Kiwi is an operating system supporting 64-bit x86 PCs, with Raspberry Pi support also in progress. It uses a custom kernel design/API, taking inspiration from both POSIX/UNIX and Windows NT. Some POSIX compatibility is implemented by userspace libraries on top of the native kernel API, which is currently capable of running some UNIX command line software such as Bash and Nano. It has a work-in-progress network stack supporting IPv4, TCP and UDP.
KBoot is a general-purpose boot loader, which supports both BIOS- and UEFI-based PCs, as well as the Raspberry Pi 3 & 4. It started off as a custom boot loader for the Kiwi project, but grew into a standalone project. I have used this as the boot loader on all of my PCs since 2015. It is also used by the Mezzano operating system project.
Gemini is a hobby 3D engine project.
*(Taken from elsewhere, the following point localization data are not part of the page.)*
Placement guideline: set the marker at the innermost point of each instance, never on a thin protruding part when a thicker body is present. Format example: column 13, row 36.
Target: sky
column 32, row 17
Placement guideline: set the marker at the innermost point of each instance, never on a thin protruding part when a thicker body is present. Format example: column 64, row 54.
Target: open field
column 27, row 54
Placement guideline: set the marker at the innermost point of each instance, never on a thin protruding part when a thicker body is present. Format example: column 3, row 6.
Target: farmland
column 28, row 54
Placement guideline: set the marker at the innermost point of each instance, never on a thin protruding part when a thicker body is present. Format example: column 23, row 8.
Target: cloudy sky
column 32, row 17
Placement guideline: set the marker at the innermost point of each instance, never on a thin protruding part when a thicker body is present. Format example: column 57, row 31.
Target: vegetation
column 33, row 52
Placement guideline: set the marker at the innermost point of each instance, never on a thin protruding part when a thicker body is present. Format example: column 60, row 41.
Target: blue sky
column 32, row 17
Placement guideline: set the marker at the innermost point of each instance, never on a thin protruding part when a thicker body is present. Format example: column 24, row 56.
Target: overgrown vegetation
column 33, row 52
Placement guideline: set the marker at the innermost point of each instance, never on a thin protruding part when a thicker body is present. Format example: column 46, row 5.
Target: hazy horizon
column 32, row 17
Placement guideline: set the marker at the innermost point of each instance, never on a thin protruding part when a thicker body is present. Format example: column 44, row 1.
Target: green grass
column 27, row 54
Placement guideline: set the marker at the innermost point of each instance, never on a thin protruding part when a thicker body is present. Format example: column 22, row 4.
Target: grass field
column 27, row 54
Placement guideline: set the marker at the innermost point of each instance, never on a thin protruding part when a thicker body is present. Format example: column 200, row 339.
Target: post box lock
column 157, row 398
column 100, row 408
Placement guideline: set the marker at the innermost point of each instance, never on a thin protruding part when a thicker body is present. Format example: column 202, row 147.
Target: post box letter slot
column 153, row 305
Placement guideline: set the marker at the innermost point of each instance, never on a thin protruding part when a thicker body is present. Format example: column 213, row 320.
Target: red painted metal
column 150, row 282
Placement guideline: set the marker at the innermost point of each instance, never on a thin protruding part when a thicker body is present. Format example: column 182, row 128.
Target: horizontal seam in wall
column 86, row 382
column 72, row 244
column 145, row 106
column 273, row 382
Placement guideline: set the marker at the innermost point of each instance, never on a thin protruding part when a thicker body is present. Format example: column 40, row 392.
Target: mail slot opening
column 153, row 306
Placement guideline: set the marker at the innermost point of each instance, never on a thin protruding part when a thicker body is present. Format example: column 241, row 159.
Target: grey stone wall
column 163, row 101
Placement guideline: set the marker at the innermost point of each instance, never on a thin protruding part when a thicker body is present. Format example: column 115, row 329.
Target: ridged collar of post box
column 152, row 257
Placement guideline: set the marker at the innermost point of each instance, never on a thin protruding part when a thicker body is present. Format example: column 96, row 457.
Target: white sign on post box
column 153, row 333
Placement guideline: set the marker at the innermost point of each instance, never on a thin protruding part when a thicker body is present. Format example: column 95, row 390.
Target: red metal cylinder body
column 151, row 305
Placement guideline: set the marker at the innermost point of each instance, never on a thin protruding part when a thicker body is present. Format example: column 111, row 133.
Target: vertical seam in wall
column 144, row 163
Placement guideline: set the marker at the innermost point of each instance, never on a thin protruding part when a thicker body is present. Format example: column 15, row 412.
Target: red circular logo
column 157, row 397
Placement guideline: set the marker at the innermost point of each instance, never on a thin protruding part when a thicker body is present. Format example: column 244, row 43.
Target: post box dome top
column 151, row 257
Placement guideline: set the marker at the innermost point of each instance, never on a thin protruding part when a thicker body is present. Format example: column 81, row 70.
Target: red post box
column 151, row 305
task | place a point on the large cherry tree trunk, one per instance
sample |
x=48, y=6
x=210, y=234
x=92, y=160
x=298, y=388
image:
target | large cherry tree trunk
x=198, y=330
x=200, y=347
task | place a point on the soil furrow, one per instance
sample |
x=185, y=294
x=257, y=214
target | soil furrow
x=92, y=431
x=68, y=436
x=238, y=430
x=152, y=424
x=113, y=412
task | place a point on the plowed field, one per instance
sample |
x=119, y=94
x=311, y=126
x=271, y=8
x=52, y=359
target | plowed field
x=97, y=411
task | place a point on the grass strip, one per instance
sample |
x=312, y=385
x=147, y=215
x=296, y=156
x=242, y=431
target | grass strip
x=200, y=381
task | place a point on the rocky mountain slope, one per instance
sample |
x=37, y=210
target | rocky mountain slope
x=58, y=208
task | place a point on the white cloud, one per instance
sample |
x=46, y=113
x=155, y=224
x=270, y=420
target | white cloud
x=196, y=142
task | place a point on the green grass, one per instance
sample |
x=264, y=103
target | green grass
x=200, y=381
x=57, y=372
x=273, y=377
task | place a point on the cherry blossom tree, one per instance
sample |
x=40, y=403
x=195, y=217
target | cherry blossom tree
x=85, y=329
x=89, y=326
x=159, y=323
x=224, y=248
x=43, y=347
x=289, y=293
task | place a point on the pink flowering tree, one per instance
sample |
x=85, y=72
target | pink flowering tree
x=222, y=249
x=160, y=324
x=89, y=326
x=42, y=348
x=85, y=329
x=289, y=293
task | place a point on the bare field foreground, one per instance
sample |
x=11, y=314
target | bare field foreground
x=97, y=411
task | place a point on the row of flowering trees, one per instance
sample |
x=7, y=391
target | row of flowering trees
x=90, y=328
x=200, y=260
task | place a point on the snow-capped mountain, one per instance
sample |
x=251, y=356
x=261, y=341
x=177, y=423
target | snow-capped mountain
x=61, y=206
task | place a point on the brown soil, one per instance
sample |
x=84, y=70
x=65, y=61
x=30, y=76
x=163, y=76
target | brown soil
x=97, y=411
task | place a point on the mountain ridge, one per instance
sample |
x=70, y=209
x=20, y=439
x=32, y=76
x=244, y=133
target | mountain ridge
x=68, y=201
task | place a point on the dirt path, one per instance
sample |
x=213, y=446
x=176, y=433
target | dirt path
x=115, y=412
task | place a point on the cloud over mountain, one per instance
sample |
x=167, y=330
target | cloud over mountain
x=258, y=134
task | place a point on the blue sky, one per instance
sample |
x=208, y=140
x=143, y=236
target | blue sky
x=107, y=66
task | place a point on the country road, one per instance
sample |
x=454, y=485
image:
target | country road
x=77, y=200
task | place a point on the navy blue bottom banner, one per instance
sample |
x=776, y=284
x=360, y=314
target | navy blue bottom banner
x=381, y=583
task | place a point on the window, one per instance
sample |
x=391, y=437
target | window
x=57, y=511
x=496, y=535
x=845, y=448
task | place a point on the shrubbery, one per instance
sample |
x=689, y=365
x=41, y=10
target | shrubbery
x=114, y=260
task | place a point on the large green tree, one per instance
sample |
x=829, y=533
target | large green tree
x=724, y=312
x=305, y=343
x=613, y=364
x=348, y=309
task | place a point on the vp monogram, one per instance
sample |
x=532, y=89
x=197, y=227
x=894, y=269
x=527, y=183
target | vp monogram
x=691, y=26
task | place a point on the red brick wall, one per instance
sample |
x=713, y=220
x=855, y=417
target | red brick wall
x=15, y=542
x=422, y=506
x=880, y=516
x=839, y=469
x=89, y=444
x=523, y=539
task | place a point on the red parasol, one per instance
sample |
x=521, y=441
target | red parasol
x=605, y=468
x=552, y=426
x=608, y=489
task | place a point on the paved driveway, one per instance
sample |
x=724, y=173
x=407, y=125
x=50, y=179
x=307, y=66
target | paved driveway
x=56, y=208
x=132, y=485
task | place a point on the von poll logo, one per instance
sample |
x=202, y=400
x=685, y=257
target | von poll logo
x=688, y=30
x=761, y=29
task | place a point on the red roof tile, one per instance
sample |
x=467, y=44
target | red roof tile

It is designed exclusively for modern APIs (currently Vulkan is supported), and aims to be able to take advantage of the capabilities of those APIs (multithreading, multiple GPU queues, pre-baked pipeline state objects, etc.). It implements a tile-based deferred renderer with physically-based shading. This is based around a render graph which automatically manages synchronisation and transient memory allocation.
Orion was my first 3D engine project which I started while at university. It implements a simple deferred renderer with classic Blinn-Phong shading, using OpenGL 3. It was superseded by the Gemini project, with the goal of moving to a more modern renderer design.
Haiku is an open source alternative operating system inspired by BeOS. I worked on it as part of Google Summer of Code 2012, as well as for a few years after that. I did the initial port of the OS to 64-bit x86 PCs (it was previously 32-bit only).
Masters Degree Project
My final Masters degree project at the University of York was titled “FPGA Implementation of Parallel Programming Languages for Particle Simulation”. For this project I designed and evaluated a customisable framework for implementing particle simulations on FPGAs, based on the Xilinx HLS (High-Level Synthesis) tool. The project focused on how to maximise performance of the hardware design, looking at areas such as memory (caching mechanisms to reduce memory overhead) and numeric representation (fixed point vs. floating point, data widths, and the trade-off between accuracy and performance).